К политическим урокам зятя присовокупились разговоры и настроения рабочих на предприятиях и стройках, где выполняла заказы наша артель, и я стал убежденным противником царизма.
Я давно уже не жил у сестры, а снимал комнату на Преображенке, в доме мелкого торговца скотом, барышника Романа Петровича Романова. Рядом со мною ютились сезонники с ткацкой фабрики Балакирева, люди большей частью малограмотные и монархически настроенные. В беседах с ними я все чаще стал ругать царя, между нами вспыхивали яростные, чуть не до драки споры. Я и к забастовке однажды их призывал, на что они мне отвечали, мол, хорошо одиночке бунтовать против хозяев да властей, а ежели у кого семья, дети?
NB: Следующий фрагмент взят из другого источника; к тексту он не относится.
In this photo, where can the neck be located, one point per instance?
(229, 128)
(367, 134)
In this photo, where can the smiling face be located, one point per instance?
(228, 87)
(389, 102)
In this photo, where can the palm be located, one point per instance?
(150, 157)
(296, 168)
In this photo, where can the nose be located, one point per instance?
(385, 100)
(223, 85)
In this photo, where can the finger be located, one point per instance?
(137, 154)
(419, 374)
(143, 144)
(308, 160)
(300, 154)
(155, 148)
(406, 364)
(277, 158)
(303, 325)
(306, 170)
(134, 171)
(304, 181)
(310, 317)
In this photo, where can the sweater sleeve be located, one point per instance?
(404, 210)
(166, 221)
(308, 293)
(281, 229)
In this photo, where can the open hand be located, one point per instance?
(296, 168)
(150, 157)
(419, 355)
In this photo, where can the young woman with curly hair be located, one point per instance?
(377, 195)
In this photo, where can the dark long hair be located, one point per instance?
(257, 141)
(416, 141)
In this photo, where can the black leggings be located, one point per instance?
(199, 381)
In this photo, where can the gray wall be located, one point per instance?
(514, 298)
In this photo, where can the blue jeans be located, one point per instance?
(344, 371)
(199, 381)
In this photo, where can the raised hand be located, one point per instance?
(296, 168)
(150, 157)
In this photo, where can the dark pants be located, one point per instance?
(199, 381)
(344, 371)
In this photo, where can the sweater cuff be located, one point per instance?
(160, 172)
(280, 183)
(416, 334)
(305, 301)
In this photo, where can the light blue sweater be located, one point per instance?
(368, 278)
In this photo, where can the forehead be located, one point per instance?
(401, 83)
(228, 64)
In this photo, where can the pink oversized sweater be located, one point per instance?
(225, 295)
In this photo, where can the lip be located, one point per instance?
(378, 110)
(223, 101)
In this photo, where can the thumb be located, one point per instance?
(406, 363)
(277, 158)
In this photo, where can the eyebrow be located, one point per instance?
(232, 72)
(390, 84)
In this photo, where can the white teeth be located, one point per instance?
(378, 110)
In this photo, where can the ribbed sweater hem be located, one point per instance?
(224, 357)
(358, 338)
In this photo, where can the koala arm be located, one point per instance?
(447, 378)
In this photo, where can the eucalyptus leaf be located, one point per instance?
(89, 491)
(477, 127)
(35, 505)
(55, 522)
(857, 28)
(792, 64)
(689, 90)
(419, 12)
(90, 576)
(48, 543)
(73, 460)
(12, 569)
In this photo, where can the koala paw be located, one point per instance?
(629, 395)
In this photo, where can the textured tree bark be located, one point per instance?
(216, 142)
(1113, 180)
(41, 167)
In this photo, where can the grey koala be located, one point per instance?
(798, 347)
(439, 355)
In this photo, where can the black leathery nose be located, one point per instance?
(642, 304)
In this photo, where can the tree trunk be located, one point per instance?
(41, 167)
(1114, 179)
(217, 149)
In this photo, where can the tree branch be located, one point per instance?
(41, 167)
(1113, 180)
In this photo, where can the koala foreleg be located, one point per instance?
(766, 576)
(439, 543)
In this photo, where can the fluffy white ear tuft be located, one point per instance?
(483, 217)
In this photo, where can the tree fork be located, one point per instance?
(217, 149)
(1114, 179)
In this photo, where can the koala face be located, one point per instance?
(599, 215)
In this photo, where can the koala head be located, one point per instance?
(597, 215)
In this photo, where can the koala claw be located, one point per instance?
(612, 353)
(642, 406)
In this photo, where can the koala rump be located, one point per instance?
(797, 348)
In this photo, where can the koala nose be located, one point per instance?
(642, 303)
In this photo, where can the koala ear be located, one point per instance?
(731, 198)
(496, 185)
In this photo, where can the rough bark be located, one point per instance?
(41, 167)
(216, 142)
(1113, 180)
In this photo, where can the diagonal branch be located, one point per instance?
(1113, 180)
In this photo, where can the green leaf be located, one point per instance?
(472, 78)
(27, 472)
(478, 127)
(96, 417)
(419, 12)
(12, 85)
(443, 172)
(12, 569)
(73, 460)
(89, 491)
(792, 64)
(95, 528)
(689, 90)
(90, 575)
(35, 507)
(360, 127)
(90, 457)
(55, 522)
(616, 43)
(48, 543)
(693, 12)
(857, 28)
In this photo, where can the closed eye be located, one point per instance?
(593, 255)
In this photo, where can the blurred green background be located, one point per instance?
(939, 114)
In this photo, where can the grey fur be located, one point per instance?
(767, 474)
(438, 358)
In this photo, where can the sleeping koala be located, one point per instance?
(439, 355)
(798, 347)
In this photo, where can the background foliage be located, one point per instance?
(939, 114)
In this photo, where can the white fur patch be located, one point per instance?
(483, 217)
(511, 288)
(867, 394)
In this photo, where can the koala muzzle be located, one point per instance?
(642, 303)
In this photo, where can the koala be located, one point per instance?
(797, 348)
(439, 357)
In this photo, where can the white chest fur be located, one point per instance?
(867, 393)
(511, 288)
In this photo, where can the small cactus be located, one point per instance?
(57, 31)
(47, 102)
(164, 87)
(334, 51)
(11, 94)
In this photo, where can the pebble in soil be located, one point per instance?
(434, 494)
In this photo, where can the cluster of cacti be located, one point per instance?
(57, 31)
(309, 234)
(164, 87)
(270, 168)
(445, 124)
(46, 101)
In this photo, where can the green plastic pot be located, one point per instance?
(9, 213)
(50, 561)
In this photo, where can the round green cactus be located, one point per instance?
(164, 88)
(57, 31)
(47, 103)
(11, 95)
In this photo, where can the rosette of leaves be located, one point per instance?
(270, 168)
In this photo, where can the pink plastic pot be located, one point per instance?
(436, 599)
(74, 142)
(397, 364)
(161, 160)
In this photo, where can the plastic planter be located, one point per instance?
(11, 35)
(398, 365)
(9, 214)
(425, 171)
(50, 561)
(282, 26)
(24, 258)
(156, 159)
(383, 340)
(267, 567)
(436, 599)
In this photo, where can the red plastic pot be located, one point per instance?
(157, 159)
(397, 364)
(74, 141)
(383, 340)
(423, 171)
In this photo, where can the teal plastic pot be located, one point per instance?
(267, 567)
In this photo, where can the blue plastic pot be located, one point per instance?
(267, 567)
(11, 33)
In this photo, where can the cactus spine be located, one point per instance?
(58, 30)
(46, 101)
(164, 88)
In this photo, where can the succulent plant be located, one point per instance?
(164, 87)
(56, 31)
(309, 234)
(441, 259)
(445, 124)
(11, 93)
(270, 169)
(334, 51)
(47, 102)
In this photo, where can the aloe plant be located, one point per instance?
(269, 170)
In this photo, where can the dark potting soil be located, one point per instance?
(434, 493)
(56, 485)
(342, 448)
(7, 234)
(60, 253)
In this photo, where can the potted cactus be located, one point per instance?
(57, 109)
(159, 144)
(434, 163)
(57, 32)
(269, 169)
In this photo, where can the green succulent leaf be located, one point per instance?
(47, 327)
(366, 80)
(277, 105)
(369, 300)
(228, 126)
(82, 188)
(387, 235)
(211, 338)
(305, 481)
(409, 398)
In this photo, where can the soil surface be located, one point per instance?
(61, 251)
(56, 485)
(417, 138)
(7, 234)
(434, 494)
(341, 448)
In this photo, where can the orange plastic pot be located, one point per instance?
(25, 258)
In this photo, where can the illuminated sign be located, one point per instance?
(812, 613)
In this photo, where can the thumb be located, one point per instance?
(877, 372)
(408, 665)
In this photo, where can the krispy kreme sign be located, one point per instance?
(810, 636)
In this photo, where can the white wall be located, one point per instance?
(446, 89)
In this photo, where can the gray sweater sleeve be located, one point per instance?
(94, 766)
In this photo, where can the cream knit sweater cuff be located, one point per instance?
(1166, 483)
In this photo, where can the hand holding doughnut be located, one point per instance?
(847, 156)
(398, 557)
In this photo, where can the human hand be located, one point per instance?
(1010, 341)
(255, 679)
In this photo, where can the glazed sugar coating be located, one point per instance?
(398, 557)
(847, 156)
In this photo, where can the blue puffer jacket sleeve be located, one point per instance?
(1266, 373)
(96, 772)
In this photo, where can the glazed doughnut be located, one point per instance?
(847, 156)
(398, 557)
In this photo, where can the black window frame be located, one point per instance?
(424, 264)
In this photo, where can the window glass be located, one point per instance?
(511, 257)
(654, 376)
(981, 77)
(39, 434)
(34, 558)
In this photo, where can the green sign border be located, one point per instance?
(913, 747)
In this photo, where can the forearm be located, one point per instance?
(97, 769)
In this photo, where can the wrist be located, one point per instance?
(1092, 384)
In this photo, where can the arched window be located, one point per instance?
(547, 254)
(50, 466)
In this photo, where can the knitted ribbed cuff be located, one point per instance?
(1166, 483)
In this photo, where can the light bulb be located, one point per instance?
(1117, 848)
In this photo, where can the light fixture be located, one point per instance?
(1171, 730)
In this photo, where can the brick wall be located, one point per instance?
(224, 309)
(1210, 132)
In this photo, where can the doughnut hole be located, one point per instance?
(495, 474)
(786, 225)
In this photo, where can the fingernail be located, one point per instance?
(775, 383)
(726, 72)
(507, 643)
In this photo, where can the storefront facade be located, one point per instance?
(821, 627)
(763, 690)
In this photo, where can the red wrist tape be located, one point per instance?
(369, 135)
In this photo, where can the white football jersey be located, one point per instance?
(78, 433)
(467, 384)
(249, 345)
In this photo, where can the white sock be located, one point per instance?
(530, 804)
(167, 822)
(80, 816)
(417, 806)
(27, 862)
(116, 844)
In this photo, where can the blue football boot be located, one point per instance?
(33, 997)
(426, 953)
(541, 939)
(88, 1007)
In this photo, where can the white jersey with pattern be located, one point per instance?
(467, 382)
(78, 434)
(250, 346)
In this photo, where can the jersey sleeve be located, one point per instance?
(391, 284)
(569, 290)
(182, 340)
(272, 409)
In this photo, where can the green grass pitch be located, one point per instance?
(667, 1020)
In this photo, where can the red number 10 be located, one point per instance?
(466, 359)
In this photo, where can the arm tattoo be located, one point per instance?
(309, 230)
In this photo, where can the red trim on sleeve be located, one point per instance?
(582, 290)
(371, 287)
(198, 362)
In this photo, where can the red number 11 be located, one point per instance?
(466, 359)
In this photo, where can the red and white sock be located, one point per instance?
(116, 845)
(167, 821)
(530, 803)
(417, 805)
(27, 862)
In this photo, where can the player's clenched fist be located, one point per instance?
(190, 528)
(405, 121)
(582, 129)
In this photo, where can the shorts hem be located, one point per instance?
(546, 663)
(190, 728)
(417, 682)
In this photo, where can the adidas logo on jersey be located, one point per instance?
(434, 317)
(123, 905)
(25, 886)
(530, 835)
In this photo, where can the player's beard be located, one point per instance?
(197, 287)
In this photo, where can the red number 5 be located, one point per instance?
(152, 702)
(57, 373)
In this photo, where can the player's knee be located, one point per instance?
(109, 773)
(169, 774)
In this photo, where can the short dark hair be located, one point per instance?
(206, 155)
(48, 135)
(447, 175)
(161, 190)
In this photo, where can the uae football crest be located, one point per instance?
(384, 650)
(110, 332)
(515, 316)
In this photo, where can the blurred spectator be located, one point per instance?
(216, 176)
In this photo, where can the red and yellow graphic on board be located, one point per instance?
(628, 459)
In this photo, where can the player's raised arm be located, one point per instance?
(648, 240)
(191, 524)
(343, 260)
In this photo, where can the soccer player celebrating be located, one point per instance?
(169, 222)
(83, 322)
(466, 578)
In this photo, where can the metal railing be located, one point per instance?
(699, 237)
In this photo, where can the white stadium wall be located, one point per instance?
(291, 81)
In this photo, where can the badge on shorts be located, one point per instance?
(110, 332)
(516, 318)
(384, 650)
Когда произошла Февральская революция, я во всеуслышание заявил:
– Это пока цветочки, а ягодки впереди. Хозяин дома, однофамилец императора, относился к моим речам сочувственно и часто советовал мне быть сдержанней, говорил, что ткачи могут выдать. Однако никто меня не выдал; время было бурное, приближалась пролетарская революция.
Политические страсти кипели и в Москве, и в провинции, куда мы поехали на строительство литейного и котельного заводов. Рабочая масса волновалась, не дремали и хозяева. Ни одного митинга не пропускали главные инженеры, они же пайщики государственного подряда, иностранцы Герман и Перле. Брали слово и поливали грязью русскую революцию, называли ее бунтом темных мужиков, провозглашали незыблемость частной собственности, призывали к покорности начальству.